A boot, an axe and an iPad

 

The visibility or 'vis' in the Great Slave Lake allowed to see only up to two metres ahead.


The visibility or ‘vis’ in the Great Slave Lake allowed to see only up to two metres ahead.

Yellowknife visit leads to a lake-bottom adventure

Kateryna Bandura
Lookout Editor

When Sub-Lieutenant (SLt) Marty Hagen visited Yellowknife, N.W.T., during a namesake city visit with HMCS Yellowknife’s ship’s company, he did not expect to embark on a side quest.

But, alas, on May 17, he found himself assisting Major (Maj) Jeremy MacDonald from the Joint Task Force (North) HQ in a post-mission dive search for a cell phone lost in Great Slave Lake.

“The dive was highly successful,” SLt Hagen said. “Professional Association of Diving Instructors (PADI) Dive Masters gain respect worldwide and Jeremy is testament to the reason they do.”

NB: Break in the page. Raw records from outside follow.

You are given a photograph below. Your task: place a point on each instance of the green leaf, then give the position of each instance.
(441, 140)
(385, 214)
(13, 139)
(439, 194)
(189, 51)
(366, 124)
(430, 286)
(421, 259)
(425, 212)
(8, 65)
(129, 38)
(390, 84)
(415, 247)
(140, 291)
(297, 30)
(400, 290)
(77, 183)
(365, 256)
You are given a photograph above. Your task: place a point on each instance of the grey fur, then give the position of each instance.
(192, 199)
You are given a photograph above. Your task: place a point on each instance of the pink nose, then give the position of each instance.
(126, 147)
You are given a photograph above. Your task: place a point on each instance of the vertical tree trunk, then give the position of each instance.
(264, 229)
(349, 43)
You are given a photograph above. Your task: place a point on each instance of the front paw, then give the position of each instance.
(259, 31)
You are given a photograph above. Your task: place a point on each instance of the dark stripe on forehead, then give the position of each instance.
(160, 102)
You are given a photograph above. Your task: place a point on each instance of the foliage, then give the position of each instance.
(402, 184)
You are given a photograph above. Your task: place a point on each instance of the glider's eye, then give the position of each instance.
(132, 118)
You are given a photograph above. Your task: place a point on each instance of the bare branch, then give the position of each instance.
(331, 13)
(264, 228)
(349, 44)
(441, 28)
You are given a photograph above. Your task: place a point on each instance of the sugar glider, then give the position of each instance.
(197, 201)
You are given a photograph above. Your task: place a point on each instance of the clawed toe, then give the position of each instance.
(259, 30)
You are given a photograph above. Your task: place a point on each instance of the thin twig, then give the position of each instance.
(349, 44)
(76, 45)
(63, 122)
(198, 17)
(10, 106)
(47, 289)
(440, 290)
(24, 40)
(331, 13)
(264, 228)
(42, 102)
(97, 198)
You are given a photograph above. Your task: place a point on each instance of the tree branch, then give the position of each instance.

Maj MacDonald is a PADI Open Water SCUBA Instructor who works through word-of-mouth to recover lost items in the Great Slave Lake and surrounding areas. He accompanied HMCS Yellowknife’s crew through their namesake visit to Yellowknife.

When Lieutenant-Commander (LCdr) James Brun, Yellowknife’s Commanding Officer, learned that Maj MacDonald was heading to a post-workday dive, he passed along SLt Hagen’s willingness to help with some post-work bottom searching. SLt Hagen graduated from Ship’s Team Diver course 0022 on Dec. 5, 2022, and has already participated in a few dives with HMCS Vancouver and multiple rescue swimmer exercises on HMCS Yellowknife.

As SLt Hagen puts it, LCdr Brun did him a favour.

“So few people get to enjoy the aspects associated with underwater tourism, but to help a community and explore a lake bottom really made for a great day,” SLt Hagen said.

The search for the cell phone was challenging. SLt Hagen was a buddy diver in a bottom circle search, acting as the second pair of eyes as the team expanded in a circular pattern of a stick placed at the bottom of the lake to cover more ground. The reduced visibility was challenging – at its clearest, they could see only two meters ahead. Additionally, even in May, the Great Slave Lake temperature reaches only 8-10 degrees Celsius. A strong pre-dive brief and always having eyes on your diving buddy keeps everyone safe, SLt Hagen said.

“Be it civilian or military, the saying always remains true: ‘Plan your dive and dive your plan’,” he said. “In the event that we did lose visibility (which happened once), we knew exactly what to do: go up and follow the line back down to your buddy. A strong dive brief eliminates confusion and saves lives.”

Although the initial purpose of the dive was to search for a cell phone, it quickly escalated to retrieval of a pack with iPads and IDs after Maj MacDonald learned of a capsized canoe nearby.

A boot of a Yellowknife citizen SLt Hagen found at the bottom of the Great Slave Lake.

A boot of a Yellowknife citizen SLt Hagen found at the bottom of the Great Slave Lake.

“We maxed out our airtime after two hours of searching and could not retrieve the pack, but with our understanding of the currents, we found it shortly at a nearby shoreline,” he said.

Additionally, the team found a lone boot, which the distressed citizen happily claimed as theirs; they shortly found the second boot. Among other unexpected finds were a trolley that one of Maj MacDonald’s coworkers lost to the lake and a brand-new axe claimed by a married couple living on the boats.

But retrieving lost objects was just one half of SLt Hagen’s side quest, as Maj MacDonald invited him to help train some of his clients, including an RCMP officer and a Military Police member, at Ruth Inch Memorial Pool. The clients were getting PADI Open Water Diver training, and another was training for his PADI Rescue Diver qualification.

“It was great to see that Jeremy had created a thriving dive community in Yellowknife and had amazing relations with the pool staff and his coworkers,” SLt Hagen said. “It’s always a fun day when you can train more divers.”